Im September 2008 haben zumindest 65 Prozent der 18-29-Jährigen gesagt, sie würden sich mit der Wahl beschäftigen, im September 2012 sagen dies nur noch 48 Prozent. Auch bei den Älteren ist das Interesse geschwunden, wenn auch nicht so stark. 2008 gaben 35 Prozent der Altersgruppe an, sie würden die Wahlkampfnachrichten genau verfolgen, jetzt sagen das gerade noch 18 Prozent. Und hatten 2008 noch 72 Prozent behauptet, sie seien entschlossen, zur Wahl zu gehen, sagen dies jetzt nur noch 63 Prozent - und überlassen damit das Feld den älteren Menschen. Von den 50-64-Jährigen wollen hingegen 90 Prozent zur Wahl gehen, 2 Prozent mehr als 2008, und von den über 65-Jährigen sogar 91 Prozent, 4 Prozent mehr als 2008.

Und es wollen nicht nur weniger wählen gehen, es haben sich auch nach Umfragen, die seit Beginn des Jahres geführt wurden, weniger junge Menschen als früher als Wähler registrieren lassen, wobei schon die Auskunft seltsam ist, dass gerade einmal 50 Prozent sagen, sie wüssten mit Sicherheit, dass sie registriert seien. 61 Prozent sagten dies noch 2008. Mehr als 80 Prozent sicher sind die Menschen über 50 Jahre. So wächst nicht nur demografisch den älteren Menschen mehr politische Macht zu, sondern die jungen Menschen lassen dies auch zu, weil sie zunehmend von der Politik bzw. von diesem politischen System für sich nichts mehr erwarten. Für viele scheint die Wahl zwischen Obama und Romney keine wirkliche Wahl zu sein, was die Chancen für Romney steigen lassen könnte.

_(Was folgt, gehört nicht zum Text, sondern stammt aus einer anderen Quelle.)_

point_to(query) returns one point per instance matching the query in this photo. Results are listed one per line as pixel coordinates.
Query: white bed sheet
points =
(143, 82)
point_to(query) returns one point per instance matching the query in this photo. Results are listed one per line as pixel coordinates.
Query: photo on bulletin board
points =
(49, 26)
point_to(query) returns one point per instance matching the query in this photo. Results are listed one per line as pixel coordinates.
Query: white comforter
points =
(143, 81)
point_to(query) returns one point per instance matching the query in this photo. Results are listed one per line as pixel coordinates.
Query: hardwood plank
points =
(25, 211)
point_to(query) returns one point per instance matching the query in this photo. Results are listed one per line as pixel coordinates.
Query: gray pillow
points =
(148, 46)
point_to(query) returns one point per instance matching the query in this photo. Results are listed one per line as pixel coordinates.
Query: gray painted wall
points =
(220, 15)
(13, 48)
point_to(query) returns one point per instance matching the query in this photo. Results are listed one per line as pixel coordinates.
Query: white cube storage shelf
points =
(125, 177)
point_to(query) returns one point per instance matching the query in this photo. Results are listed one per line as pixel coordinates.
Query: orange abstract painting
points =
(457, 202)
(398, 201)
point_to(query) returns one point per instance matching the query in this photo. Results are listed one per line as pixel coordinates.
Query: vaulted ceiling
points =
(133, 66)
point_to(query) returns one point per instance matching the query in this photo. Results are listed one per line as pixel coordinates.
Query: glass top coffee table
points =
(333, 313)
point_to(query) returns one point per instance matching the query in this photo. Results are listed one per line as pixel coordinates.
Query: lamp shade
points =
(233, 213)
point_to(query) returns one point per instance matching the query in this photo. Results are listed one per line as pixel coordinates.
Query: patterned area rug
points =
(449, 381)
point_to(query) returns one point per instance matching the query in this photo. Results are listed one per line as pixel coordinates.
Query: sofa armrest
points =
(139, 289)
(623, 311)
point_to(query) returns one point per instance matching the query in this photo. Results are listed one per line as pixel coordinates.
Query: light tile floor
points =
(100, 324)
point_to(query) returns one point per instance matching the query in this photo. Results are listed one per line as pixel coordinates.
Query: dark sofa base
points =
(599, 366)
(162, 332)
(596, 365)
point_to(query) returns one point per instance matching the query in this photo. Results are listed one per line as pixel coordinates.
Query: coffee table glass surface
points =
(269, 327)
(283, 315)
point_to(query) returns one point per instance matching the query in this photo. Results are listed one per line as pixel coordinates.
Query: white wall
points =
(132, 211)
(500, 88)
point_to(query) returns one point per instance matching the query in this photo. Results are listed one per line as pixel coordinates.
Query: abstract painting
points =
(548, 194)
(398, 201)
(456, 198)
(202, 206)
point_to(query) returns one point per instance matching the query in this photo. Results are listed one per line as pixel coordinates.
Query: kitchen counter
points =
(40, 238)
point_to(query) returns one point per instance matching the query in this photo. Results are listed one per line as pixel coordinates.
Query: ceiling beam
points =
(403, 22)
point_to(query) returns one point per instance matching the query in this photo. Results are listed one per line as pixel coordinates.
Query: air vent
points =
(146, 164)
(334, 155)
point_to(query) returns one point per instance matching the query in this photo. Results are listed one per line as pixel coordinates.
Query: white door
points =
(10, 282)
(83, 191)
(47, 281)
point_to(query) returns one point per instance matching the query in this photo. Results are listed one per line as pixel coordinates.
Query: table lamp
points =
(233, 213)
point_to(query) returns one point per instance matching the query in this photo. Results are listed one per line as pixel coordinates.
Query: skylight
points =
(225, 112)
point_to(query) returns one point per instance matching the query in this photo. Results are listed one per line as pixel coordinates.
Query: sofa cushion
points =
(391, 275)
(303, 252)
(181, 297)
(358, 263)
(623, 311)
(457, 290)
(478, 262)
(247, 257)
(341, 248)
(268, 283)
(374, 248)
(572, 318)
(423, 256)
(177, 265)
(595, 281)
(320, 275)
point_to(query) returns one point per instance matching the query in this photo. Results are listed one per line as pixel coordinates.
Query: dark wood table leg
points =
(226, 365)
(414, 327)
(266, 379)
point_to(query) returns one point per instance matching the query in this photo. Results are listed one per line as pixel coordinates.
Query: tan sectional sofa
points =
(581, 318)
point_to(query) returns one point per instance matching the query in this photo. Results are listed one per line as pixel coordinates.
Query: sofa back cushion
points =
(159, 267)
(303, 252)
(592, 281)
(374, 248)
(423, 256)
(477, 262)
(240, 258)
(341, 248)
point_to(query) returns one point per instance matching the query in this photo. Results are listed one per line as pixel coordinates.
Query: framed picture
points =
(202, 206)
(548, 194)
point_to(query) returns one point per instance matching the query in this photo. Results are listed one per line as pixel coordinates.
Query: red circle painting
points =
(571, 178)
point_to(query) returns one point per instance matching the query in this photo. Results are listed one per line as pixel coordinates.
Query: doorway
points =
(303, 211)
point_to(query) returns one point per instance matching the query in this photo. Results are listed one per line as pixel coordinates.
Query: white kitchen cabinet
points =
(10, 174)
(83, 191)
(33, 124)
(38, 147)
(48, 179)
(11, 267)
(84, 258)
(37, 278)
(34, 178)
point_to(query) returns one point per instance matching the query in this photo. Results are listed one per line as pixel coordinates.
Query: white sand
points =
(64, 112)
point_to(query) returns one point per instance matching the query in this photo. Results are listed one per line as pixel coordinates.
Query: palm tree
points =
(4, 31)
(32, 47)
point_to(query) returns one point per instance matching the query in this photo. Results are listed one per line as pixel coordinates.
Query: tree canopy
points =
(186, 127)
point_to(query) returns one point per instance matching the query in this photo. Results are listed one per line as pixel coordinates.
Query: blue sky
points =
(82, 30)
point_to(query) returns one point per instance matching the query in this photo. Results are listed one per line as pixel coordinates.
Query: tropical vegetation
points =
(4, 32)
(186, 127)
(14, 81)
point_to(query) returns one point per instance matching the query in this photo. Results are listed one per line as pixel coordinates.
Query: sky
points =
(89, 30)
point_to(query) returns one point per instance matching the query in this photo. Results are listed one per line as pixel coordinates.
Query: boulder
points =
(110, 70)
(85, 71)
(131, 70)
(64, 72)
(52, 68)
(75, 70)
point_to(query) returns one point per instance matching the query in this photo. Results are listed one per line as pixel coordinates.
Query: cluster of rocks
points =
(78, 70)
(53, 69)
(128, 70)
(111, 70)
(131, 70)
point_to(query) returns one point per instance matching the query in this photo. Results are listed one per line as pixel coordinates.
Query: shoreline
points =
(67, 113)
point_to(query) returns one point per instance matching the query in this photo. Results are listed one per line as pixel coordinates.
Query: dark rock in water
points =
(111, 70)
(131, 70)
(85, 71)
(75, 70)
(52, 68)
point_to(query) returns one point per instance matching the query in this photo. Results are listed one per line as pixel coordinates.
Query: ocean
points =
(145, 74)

Auch wenn Obama von den jungen Menschen deutlich Romney vorgezogen wird, ist der Abstand nicht mehr so groß wie 2008 zu McCain. Einen deutlichen Vorsprung hält Obama weiter bei den Frauen, bei allen Nichtweißen und vor allem bei den Schwarzen. Bei den jungen Weißen liegt er nur noch gleichauf mit Romney.

Allerdings sinkt nicht nur auch das politische Interesse der an sich republikanisch orientierten jungen Menschen ebenso ab, sondern auch der Anteil der gemäßigten und liberalen Republikaner in allen Altersgruppen, die sich für den Wahlkampf interessieren und wählen gehen wollen. Er ist um 16 Prozent von 89 Prozent auf 73 Prozent gesunken, bei den konservativen Republikanern jedoch nur um 2 Prozent auf jetzt 90 Prozent. Bei den Demokraten ist das Interesse um 5 Prozent eingebrochen, bei den Unabhängigen um 8 Prozent, gleich ob eher liberal oder konservativ orientiert.

Anders als in den meisten anderen Demokratien, in denen auch kleinere Parteien eine Chance haben und es ein Mehrparteiensystem gibt, kann sich im plutokratischen Zwei-Parteien-System in den USA wenig bewegen. Aber das ist nur ein Grund, schließlich sinkt allgemein die Wahlbeteiligung in allen demokratischen Systemen, auch wenn sie mehr Optionen an Wahlmöglichkeiten und eine größere Durchlässigkeit für neue Parteien bieten. Aber daraus sollte man wohl nicht den Schluss ziehen, dass das Interesse an Demokratie sinkt, sondern eher das an deren Organisation als Parteiensystem.